By possessing very powerful machines and using parallelization techniques cloud service providers are able to operate on huge amount of data very fast. It follows that TREDISEC security services should maintain this low cloud provider’s latency by making sure that the implemented security services do not add too much complexity to the cloud environment. This requirement is derived from the use-cases dealing with the big data services.

The owner of outsourced data should be given the possibility to control who accesses her data and how. More specifically, the data owner should be allowed to share the ownership of her data, give read/write rights to users of her choice and finally revoke such rights at any point in time. Therefore, we envisage in TREDISEC to develop mechanisms for access policy enforcement. Given the multi-tenant nature of file sharing use-cases, they require solution that control and regulate data access.

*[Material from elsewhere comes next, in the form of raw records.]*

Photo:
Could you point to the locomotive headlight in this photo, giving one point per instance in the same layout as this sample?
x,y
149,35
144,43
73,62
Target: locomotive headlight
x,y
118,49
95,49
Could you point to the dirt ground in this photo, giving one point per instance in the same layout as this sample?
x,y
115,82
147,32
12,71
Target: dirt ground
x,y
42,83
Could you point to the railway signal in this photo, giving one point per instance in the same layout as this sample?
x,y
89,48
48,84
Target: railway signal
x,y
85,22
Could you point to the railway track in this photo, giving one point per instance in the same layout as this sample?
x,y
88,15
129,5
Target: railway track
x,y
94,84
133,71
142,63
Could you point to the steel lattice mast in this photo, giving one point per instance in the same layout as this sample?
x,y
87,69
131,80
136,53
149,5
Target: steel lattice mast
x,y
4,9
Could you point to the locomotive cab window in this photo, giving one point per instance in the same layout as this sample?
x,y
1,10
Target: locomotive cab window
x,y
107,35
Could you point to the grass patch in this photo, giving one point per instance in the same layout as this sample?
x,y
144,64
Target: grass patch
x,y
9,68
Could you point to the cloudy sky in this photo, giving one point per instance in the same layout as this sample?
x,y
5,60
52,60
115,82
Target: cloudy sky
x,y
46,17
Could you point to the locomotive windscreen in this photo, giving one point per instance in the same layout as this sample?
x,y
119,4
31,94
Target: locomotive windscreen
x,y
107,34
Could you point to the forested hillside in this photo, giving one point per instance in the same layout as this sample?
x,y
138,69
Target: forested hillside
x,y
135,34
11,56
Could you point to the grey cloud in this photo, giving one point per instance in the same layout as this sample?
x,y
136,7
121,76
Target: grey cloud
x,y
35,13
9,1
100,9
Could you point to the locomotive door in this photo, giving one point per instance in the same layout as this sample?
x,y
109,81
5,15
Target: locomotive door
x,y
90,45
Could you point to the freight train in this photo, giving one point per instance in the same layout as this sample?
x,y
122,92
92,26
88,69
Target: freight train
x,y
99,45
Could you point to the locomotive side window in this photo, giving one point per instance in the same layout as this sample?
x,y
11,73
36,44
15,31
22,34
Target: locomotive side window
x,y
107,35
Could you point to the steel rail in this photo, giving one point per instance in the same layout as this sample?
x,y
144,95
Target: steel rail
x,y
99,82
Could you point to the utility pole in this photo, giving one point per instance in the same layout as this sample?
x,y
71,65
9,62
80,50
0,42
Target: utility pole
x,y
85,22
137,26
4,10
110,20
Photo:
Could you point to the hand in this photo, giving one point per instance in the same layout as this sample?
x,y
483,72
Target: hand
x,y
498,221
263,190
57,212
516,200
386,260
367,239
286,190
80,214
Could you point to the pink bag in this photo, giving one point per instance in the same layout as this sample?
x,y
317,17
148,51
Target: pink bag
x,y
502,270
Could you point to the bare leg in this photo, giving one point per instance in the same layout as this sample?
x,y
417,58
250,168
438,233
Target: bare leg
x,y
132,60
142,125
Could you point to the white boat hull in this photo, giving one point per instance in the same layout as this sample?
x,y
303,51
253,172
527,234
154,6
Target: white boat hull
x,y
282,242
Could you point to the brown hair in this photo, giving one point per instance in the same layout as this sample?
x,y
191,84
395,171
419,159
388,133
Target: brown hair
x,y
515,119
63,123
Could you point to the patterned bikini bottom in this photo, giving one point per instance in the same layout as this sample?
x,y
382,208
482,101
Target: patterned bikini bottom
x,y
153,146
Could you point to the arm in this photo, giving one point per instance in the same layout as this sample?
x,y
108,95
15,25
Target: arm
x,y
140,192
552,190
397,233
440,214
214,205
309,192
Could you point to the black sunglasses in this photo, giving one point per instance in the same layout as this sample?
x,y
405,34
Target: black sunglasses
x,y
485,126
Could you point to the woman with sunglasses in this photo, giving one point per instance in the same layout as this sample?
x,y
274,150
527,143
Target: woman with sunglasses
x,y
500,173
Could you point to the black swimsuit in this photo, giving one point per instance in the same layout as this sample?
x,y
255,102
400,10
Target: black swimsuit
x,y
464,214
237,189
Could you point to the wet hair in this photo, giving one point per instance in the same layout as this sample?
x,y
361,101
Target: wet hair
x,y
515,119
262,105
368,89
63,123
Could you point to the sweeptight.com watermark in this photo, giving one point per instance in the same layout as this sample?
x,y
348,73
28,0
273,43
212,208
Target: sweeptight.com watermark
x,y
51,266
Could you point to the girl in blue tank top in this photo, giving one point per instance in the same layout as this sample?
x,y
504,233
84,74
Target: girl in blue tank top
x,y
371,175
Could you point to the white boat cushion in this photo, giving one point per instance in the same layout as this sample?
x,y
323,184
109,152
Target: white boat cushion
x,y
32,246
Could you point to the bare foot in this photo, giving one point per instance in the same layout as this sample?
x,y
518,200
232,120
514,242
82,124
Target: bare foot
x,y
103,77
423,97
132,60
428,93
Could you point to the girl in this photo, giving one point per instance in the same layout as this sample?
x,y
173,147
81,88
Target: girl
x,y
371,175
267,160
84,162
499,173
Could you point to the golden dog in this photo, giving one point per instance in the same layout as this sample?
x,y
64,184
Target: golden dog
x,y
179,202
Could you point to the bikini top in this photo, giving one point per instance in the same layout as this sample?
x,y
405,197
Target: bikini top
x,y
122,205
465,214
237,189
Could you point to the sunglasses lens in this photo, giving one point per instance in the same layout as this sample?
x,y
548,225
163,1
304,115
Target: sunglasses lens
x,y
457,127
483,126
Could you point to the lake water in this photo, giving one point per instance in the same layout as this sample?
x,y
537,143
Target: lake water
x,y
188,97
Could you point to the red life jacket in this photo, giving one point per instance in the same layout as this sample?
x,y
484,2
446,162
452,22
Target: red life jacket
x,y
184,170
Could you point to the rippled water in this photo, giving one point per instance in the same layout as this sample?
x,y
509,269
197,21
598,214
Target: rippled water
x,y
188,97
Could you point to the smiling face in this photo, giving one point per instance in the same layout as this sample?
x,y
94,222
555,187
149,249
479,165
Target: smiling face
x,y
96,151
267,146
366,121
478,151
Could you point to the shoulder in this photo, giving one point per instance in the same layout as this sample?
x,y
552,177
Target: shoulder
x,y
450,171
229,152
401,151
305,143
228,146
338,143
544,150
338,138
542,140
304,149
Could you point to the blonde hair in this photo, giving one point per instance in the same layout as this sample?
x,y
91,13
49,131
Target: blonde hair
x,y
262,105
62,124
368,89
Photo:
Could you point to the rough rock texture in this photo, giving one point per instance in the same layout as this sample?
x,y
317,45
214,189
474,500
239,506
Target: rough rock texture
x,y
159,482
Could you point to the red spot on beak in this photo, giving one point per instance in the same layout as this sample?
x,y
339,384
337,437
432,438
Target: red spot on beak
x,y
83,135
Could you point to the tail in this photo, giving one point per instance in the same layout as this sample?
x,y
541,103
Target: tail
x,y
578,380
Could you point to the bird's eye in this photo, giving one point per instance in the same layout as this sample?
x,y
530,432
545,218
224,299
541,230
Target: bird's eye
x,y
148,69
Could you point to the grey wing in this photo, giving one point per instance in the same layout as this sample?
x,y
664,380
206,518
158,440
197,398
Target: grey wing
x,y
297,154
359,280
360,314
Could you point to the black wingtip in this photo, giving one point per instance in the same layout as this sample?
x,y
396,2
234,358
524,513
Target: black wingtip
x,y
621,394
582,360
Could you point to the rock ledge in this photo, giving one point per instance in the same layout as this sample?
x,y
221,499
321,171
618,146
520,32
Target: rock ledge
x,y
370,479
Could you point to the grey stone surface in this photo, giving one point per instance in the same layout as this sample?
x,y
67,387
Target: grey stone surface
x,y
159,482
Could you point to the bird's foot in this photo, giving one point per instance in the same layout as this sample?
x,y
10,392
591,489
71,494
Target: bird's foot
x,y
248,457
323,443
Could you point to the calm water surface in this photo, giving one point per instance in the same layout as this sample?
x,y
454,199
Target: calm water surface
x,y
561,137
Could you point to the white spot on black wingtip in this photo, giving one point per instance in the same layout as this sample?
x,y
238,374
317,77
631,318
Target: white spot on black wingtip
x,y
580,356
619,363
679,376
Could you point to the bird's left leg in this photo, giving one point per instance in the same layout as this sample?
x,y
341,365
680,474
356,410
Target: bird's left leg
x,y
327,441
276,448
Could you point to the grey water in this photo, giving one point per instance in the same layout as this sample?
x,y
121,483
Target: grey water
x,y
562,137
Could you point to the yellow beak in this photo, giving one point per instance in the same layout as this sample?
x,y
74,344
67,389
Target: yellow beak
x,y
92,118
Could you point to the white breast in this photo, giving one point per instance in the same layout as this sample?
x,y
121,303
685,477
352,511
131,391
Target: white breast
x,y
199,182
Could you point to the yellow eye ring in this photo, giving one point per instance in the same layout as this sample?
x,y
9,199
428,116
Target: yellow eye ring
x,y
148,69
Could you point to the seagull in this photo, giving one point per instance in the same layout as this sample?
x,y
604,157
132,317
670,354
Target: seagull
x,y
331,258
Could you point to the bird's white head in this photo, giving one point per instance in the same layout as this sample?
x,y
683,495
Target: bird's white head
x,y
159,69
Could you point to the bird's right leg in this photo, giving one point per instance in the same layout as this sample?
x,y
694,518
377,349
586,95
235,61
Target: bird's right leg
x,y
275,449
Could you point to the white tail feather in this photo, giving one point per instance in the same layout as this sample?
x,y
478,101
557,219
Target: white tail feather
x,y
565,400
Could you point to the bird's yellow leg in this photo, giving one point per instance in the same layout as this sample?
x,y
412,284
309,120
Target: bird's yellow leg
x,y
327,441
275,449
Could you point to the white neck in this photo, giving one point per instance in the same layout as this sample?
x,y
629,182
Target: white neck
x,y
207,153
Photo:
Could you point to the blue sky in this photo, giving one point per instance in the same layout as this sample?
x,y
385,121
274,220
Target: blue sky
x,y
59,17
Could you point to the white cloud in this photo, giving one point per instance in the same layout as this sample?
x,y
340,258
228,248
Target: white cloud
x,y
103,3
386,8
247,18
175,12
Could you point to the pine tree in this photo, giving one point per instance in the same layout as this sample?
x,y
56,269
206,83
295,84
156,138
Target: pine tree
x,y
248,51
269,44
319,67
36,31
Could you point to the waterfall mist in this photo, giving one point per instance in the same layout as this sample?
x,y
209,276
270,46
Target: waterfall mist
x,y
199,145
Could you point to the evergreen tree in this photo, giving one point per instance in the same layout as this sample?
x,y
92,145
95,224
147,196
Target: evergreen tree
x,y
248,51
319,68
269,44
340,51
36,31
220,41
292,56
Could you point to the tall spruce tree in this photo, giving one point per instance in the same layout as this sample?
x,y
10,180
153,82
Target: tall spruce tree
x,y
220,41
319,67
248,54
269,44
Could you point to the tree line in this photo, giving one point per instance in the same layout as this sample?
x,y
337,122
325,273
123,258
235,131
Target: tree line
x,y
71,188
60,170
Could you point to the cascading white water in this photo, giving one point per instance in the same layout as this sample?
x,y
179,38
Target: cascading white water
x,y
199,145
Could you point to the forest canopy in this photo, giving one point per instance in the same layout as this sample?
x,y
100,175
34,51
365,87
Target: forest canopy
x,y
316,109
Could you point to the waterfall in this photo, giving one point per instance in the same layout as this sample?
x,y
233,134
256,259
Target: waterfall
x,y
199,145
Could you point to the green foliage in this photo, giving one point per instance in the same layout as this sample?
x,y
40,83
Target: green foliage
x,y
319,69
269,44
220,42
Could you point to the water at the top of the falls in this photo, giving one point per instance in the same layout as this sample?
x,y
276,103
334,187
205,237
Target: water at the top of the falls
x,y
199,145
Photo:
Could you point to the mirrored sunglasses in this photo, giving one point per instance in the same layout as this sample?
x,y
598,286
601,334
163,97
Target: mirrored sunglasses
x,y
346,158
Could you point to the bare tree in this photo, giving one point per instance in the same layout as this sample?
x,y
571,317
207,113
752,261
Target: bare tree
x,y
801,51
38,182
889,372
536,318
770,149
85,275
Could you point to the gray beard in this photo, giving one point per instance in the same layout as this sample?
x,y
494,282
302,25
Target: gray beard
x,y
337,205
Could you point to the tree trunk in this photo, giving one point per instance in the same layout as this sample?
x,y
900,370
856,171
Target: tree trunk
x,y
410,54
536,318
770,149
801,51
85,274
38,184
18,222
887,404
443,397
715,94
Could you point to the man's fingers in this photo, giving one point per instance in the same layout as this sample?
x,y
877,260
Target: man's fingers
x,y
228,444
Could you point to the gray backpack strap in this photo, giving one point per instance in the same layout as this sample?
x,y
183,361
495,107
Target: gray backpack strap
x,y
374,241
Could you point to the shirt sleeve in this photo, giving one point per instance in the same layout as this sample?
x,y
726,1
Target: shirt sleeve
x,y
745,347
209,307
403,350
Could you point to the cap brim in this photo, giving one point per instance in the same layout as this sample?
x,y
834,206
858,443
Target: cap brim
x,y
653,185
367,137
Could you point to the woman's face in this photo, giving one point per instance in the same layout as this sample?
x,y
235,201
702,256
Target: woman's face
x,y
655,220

Since the cloud provider possesses plenty of computational resources that the lay customer does not, it can perform complex operations on data very fast. This encourages customers not only to outsource storage but also to outsource data processing. To facilitate the adoption of TREDISEC security services, we should focus on how to reconcile existing data processing functionalities and the pressing requirements of data confidentiality and computation integrity.

We note here that this requirement is more related to the use cases dealing with big data storage and secure processing services, since, for the case of file sharing services the cloud provider is only supposed to store the data.

Most of the data outsourced to the cloud is prone to changes. Such changes include appending new data, modifying chunks of existing data, or deleting parts of the outsourced data. Besides the classical challenge of synchronization that cloud service providers should solve when multiple users update outsource concurrently, we should also ensure in TREDISEC that our security mechanisms work seamlessly in the presence of dynamic data. Namely, a cloud customer should not be impelled to download her (entire) data to perform a small change. Ideally, this requirement should be met in all the TREDISEC use-cases. However, in TREDISEC we prioritise the file sharing use-cases.

An important requirement that cloud service providers must meet is the requirement of data availability. Availability assures the cloud customer that she can download her (entire) data at her convenience. Although in the use-cases for big data storage and secure processing, the cloud customer is not supposed to ever download her data, we believe that in TREDISEC this requirement should be met for all the use-cases.